Before the adoption of ring attachments for bayonets, the attachment consisted of a plug inserted into the barrel, which meant a musket could not be fired or reloaded with a fixed bayonet. During their charge Highlanders made a relatively instant transition from firearms to swords as they swiftly closed with the opposing force. Those enemy soldiers with plug attachments (some carried a pike) had only moments to fix bayonets while under psychological pressure from the onrushing Highlanders brandishing swords and roaring their war cries. At the Battle of Killiecrankie Lowland Scots who were veterans of the Dutch wars were overwhelmed by Highlanders of clan Cameron; the Highlanders secured a complete victory by a charge which killed 2000 redcoats for the loss of 800 Highlanders.
The ring bayonet reduced the effectiveness of the Highland charge, but it remained an example of shock tactics, with the key factor being psychological; rather than being an attempt to cut through a solid enemy line, the charge aimed at causing some enemy troops in the opposing line to break ranks before contact, thereby leaving openings which could be exploited to 'roll up' the rest. This happened at the Battle of Tippermuir and the Battle of Falkirk Muir.
The final and least successful use of the Highland charge was in 1746 during the final confrontation of the Jacobite rising of 1745, the Battle of Culloden. The battle pitted the Jacobite forces of Charles Edward Stuart against an army commanded by Prince William, Duke of Cumberland loyal to the British government.

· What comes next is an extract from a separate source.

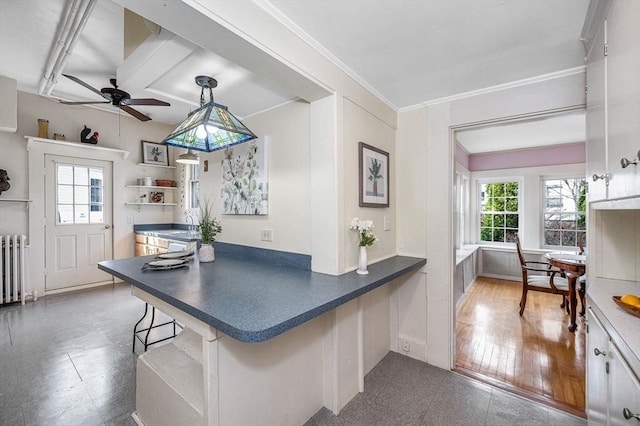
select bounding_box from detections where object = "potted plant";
[197,198,223,262]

The under-nourished and unpaid Jacobite force was badly outnumbered and outgunned by well-trained regular troops who maintained discipline when charged.

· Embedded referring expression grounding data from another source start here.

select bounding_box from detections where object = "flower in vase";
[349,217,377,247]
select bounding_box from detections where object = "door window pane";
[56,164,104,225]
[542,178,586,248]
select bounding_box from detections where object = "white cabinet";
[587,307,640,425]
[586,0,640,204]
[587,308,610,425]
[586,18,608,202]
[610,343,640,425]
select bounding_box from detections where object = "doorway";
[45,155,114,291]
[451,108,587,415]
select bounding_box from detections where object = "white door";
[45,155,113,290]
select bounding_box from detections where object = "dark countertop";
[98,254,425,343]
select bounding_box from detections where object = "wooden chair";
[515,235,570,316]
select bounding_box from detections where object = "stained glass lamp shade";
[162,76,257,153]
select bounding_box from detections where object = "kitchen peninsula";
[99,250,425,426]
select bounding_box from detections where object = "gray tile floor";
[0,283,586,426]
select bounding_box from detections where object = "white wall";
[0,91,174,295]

To the dismay of his military advisors, Charles Edward Stuart insisted on offering battle to the pursuing army of Cumberland on the open moorland of Culloden with the intention of fighting defensively, a decision that most historians have seen as playing into the hands of the government forces. The Jacobites failed to take advantage of the opportunity of attacking before the enemy had positioned their artillery and were ready for action. Cumberland's artillery bombarded the Jacobite army, which was stationary and exposed, until up to a third of Charles' men were dispersed or made casualties (including a groom decapitated while holding Charles Edward's horse). At this point - and without orders from the by now unnerved Jacobite command - Clan Mackintosh in the centre of the Jacobite line began to charge. Donald Cameron of Lochiel led the Camerons to join them and some other clans followed in a spontaneous, uncoordinated and disorganized charge in which many failed to use their firearms. Despite canister shot and volleys, the charge reached - and in places broke through - the Government front line (though many Highlanders were without targes to protect from bayonets). However, Coehorn mortar shelling and devastating enfilade musket fire from the deeply echeloned government forces killed those who had made a breakthrough, while the others, after suffering heavy casualties, fell back in a retreat that quickly became a rout.
Grady McWhiney argued that, due to a high proportion of Celtic ancestry, Southerners during the American Civil War had a predilection for attack but lacked self-discipline and patience; this led to them repeatedly making reckless attacks that lost battles. He drew comparisons between the battles of Telamon (225 BC), Culloden (1746) and Gettysburg (1863). According to this thesis, the South lost the Civil War because Southerners made risky charges like their Celtic ancestors at a time when the rifled musket had shifted the balance against offense (as shown by the casualties suffered in attacks like Pickett's Charge). Paddy Griffith was the proponent of an almost exactly countervailing view; he contended that lack of discipline among Civil war volunteers on both sides meant that potentially successful shock actions failed due to lack of commitment; rather than pressing assaults home, troops routinely went to ground at about sixty yards from the enemy line or entrenchment and engaged in short range firefights.